A maneira como eu olhava para ela e ela me olhava não deixava dúvida. Falei que passaria por lá mais calma para conversarmos e ela prontamente me falou que sairia às 19:00. Não foi preciso dizer mais nada. Fui buscá-la e a convidei para tomar um vinho, o que ela estranhou, pois um rapaz de 23 anos fazendo tal convite imaginava apenas uma cerveja. Falei que ela não conhecia meu bom gosto e minhas qualidades.

Fomos conversando mais e quando percebemos, já estávamos nos beijando freneticamente, até que ela pediu para mostrar minhas qualidades.
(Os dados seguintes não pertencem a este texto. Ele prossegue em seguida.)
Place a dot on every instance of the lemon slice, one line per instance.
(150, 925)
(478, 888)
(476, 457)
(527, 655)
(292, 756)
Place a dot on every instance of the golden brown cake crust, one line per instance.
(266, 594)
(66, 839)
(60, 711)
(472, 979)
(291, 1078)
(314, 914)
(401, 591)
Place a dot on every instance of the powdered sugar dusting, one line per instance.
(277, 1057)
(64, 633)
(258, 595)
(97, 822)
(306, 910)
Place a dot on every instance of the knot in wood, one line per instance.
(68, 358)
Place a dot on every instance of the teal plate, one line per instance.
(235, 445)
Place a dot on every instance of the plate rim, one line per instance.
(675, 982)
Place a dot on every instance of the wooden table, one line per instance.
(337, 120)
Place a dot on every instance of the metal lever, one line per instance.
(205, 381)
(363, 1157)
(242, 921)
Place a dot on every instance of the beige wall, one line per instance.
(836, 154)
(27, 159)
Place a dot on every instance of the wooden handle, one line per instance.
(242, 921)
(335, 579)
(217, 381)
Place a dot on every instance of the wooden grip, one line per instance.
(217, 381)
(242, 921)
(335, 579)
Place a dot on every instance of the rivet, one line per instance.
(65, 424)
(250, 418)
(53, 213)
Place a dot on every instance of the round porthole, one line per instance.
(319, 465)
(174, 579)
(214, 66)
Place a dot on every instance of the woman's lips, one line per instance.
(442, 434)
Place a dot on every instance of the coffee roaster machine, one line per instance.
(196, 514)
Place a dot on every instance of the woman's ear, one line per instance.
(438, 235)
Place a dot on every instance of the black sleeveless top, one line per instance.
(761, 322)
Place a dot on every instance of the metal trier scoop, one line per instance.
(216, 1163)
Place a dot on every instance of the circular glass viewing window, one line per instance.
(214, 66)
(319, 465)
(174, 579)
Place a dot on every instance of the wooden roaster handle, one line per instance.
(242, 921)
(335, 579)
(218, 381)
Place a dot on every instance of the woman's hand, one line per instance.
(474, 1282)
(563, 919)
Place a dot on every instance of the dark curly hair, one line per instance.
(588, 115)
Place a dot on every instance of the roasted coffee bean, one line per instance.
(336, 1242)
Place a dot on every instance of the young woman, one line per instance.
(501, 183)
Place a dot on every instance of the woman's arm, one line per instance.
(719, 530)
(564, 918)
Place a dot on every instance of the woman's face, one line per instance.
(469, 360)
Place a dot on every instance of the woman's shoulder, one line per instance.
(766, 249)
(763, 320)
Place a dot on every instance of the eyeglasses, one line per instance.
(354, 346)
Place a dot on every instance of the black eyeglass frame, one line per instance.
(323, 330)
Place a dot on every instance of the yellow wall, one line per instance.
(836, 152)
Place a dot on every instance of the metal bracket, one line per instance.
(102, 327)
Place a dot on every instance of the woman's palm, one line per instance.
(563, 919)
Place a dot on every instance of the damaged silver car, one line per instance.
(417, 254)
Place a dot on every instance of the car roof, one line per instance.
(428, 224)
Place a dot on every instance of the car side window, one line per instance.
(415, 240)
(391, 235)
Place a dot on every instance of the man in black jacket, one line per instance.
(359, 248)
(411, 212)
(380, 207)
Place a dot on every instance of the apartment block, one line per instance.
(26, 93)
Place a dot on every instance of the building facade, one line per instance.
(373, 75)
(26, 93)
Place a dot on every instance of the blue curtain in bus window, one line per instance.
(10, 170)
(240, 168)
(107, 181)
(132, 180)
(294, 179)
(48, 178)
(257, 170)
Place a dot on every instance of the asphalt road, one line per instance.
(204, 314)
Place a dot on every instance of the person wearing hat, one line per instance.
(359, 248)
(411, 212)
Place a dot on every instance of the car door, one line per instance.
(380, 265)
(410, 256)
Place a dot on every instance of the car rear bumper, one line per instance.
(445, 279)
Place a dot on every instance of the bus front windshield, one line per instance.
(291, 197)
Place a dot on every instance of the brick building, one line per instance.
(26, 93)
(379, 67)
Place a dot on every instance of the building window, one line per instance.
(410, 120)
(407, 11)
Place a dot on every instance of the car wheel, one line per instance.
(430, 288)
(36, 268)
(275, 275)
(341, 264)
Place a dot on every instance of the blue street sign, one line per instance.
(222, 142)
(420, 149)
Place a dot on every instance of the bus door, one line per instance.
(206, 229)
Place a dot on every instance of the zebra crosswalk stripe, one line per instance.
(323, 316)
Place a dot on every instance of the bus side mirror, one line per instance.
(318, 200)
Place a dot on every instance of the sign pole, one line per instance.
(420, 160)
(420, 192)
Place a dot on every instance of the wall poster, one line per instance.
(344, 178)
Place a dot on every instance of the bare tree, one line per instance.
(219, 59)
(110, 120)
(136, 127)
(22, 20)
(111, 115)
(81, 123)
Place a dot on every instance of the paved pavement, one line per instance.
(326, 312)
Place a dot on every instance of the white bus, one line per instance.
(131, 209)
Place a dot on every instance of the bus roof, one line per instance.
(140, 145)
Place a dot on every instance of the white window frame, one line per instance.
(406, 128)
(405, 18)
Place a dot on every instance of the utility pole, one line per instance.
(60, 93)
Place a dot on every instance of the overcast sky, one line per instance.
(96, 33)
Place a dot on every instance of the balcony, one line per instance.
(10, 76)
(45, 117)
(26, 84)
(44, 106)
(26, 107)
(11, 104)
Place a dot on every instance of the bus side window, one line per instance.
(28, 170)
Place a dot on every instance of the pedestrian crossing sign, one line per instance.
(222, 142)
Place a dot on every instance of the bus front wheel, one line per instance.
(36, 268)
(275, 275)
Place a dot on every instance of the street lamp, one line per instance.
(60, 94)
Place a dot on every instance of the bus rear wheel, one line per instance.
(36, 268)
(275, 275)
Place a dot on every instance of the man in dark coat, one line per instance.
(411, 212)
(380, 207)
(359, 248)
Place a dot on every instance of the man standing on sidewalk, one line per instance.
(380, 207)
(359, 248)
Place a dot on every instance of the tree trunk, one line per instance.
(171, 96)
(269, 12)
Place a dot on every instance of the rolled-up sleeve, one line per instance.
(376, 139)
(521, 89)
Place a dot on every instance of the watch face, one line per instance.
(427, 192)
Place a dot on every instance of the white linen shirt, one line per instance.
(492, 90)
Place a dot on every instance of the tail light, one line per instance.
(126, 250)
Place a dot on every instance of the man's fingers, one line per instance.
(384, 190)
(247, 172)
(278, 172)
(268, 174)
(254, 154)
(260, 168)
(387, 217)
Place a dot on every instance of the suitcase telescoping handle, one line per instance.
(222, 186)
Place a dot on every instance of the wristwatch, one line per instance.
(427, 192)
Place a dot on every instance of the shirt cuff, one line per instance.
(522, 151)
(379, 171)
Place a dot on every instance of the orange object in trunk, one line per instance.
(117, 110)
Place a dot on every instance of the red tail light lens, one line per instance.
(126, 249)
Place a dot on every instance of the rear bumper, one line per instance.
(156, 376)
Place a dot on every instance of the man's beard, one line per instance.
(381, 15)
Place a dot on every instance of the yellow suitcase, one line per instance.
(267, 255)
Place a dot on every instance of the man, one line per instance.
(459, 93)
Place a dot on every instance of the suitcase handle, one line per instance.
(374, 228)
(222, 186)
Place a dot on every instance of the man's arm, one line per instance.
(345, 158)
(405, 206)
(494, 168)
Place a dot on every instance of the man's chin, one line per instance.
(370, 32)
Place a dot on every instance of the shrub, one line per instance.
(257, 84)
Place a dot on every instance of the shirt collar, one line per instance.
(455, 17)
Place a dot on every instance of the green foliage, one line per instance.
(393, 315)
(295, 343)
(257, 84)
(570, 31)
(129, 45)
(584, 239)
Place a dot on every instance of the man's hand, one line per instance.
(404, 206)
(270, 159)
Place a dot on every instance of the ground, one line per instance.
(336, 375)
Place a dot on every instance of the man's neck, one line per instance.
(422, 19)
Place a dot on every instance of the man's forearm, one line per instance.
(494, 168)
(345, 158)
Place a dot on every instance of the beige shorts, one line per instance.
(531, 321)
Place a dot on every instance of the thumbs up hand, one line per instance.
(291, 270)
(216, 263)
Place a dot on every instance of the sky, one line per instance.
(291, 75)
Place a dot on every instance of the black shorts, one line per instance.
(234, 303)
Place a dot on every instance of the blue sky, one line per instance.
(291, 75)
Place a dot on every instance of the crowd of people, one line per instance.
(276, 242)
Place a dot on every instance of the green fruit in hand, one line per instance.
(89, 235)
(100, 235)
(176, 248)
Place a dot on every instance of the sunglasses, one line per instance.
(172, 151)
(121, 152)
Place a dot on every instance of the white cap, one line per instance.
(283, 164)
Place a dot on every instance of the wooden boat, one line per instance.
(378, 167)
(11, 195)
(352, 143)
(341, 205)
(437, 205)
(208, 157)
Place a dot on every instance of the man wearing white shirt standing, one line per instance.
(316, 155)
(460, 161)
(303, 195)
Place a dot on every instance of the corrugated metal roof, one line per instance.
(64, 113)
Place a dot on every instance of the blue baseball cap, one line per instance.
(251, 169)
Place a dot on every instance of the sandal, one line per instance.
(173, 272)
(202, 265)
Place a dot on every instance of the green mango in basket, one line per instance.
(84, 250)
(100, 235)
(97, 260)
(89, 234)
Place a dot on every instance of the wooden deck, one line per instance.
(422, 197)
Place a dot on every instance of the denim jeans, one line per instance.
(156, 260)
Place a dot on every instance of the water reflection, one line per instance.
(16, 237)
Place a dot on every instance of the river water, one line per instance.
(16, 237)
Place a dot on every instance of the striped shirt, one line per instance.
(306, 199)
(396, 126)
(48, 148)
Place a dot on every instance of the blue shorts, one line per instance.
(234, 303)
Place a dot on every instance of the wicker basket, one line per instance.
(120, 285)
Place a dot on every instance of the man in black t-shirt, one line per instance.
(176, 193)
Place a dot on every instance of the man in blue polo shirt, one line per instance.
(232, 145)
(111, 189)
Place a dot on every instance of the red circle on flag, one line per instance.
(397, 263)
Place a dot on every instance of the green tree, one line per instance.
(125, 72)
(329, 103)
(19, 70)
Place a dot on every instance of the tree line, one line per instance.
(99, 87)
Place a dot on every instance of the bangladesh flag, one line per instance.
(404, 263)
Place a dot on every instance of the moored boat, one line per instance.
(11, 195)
Falei que mostraria tudo, mas que iríamos comprar algumas coisinhas para aumentar nosso tesão. Fomos ao supermercado, ela na frente e eu atrás, encolhendo-a na prateleira, enquanto comprávamos leite condensado, cordinha, lenço para fazer de venda. Fomos direto para o motel, pedi outra garrafa de vinho branco e um balde com gelo.

Olhando para Joelma, ela com uma cara de safada, não resisti, puxei-a para os meus braços e lhe beijei alucinadamente. Fui tirando sua roupa, ela a minha, e fomos tomar um delicioso banho para relaxar. Voltamos ao quarto, ela deitou-se na cama enquanto eu servia o vinho. Peguei a venda, passei em seus olhos e comecei a beijar cada parte daquele corpo. Fui beijando sua boca, sentindo o calor do seu beijo, beijando seu pescoço, sua nuca, até alcançar os seus seios deliciosos, que beijei, mordisquei e acariciei, até que ela começou a soltar gemidos baixinhos.

Fui descendo pela barriga, pelo umbigo, beijei suas coxas, fui descendo até os pés e subi chupando a parte interna de suas pernas, suas coxas. Peguei uma pedra de gelo, passei em seus lábios, seu pescoço, seus seios, seu umbigo e na buceta encharcada de tesão. Ela começou a rebolar, o que me deixou mais louco. Derramei vinho no seu corpo e fui sorvendo, dizendo que nem Baco teve tão belo cálice. Chupei até chegar na sua boceta, abri os grandes lábios e chupava, passava minha língua e mordia levemente seus grelhos.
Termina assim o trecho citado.